Frantically assembling the things he would need, he put them in a small hold-all that he hoisted over one shoulder. Over the other he dragged the cross to the front door. It was too heavy to carry very far, and he saw that the police had removed his old Morris from the drive. His rage was mounting to fever pitch.
Constable McGregor, dozing in the front seat of his police car parked on the road outside, awoke to the sound of a hammer smashing through the driver’s window. He did not have the time to raise his hands to protect his face as the hammer smashed twice into his skull. The third blow blinded him. He gurgled blood as his left hand reached out and fell lifeless on the tartan thermos flask. Duval wrenched the door open and, in frustrated rage, battered the policeman’s head until it was a shapeless crimson pulp.

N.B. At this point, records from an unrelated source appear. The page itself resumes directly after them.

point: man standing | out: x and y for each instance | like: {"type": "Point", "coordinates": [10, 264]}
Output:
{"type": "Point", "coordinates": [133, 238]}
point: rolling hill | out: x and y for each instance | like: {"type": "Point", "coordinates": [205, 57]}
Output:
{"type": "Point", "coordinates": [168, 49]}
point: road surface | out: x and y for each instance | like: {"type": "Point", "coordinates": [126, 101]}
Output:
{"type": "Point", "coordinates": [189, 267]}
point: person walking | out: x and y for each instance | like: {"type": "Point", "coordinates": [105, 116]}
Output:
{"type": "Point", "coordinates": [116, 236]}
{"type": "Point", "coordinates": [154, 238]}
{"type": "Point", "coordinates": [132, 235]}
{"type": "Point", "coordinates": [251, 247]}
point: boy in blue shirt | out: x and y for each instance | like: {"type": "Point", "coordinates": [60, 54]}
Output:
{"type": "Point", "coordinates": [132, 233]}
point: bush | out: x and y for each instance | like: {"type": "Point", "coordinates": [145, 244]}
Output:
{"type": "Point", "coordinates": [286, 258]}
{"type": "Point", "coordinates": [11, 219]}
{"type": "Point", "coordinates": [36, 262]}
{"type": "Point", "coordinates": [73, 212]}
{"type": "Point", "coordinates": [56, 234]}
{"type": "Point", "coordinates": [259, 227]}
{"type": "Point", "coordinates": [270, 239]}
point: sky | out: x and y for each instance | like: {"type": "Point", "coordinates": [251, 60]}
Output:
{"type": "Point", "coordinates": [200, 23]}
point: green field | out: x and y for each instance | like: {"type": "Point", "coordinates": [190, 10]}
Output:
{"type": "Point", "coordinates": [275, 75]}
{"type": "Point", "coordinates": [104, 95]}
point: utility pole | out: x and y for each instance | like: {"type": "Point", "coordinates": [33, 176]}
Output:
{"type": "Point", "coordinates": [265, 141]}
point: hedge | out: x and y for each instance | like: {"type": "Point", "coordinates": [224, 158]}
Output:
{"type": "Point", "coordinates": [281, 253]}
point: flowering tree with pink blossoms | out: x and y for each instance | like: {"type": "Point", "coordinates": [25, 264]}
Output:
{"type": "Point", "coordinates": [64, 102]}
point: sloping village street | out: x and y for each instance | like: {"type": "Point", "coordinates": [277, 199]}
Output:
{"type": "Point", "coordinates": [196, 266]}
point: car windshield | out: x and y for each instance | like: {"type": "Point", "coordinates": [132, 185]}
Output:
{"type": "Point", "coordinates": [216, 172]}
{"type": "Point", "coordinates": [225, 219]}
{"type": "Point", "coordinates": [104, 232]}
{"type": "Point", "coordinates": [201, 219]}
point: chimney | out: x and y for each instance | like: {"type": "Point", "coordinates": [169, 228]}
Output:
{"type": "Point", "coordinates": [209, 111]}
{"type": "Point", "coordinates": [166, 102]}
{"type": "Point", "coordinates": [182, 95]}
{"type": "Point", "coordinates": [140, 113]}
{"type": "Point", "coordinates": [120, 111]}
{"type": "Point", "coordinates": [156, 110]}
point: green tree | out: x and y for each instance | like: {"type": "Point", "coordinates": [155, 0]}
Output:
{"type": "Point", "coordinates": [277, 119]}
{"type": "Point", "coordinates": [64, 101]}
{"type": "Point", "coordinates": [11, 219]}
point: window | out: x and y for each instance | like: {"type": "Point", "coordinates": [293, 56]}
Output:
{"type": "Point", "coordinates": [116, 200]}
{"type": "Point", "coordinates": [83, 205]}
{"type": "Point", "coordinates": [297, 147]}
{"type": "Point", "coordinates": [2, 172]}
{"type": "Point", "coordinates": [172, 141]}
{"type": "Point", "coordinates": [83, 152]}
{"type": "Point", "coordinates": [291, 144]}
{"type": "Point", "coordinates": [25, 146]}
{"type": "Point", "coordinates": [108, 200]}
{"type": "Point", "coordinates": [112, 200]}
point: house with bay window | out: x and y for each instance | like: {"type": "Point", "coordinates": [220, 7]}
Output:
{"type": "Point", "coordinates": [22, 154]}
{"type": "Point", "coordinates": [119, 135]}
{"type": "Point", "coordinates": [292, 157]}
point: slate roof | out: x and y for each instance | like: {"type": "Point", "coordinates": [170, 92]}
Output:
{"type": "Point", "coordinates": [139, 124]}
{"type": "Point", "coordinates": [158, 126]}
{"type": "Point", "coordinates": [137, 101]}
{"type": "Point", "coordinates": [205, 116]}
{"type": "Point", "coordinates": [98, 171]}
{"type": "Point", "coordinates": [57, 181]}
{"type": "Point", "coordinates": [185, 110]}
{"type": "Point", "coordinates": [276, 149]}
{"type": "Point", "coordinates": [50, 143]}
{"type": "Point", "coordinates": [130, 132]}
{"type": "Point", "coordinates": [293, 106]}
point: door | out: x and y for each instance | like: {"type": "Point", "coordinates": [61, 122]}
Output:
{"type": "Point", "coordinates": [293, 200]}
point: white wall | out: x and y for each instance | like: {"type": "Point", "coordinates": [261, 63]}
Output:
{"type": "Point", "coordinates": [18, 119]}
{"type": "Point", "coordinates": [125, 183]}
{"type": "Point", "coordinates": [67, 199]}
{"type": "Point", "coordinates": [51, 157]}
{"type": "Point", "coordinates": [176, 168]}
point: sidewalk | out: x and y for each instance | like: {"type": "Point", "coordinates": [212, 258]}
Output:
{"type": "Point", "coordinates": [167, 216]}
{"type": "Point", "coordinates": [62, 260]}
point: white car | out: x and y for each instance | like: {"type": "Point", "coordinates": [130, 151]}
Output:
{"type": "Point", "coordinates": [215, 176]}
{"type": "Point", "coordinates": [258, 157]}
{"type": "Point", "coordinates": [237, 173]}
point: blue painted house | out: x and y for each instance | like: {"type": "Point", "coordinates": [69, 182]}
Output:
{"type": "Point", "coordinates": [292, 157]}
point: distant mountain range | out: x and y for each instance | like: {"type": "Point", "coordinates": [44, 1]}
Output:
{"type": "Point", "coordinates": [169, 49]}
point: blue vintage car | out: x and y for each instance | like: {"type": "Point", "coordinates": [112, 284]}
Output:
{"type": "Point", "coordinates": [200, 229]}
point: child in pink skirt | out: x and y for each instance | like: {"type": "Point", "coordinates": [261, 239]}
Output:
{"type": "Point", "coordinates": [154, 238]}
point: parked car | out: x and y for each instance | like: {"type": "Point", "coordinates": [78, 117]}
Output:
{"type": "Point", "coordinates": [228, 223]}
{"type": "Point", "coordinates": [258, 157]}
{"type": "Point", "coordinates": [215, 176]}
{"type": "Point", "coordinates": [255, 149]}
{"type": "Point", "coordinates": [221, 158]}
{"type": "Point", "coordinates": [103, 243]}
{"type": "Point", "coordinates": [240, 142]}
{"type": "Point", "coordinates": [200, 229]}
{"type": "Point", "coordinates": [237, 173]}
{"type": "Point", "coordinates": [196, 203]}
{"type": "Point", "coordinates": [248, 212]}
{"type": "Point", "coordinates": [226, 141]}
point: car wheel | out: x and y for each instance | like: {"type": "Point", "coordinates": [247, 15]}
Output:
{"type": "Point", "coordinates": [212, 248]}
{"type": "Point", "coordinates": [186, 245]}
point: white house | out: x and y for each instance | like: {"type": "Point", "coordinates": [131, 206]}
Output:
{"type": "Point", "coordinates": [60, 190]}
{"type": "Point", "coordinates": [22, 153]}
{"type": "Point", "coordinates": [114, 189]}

It was less than a mile to St. James’s church from Hillside. Duval drove the police car with the rear doors open, the spar of the cross protruding. It was very dangerous. But Duval didn’t really care any more about anything, except how to tease out a little more time. He needed just a short breathing space to complete what he had to do. The journey along the winding lane between the dark hedges took just over a minute.
One hundred yards in front of the church, the village square was silent and deserted; the rear of St. James’s, shrouded in trees, was in total darkness. Shere was unusual in having no street lighting; the local council had decided that it would spoil the medieval ambience of the village.
Leaving the car and the crucifix in the lane behind the church, he crept through the shadows to the edge of the square.
The White Horse was in darkness, as was the lane beside it. No lights were on in the upper floor. Duval used the hammer to force the rear door of the pub open, and carefully ascended the stairs to the residents’ floor. He knocked gently on the door to room number three, Gould’s room. There was no answer. One heave of his shoulders broke the flimsy lock. Cautiously switching on the light, he entered the room; it was unoccupied. He could see a manuscript on the coffee table. It was his work, his life’s work. He seized it with both hands, and left quietly and quickly.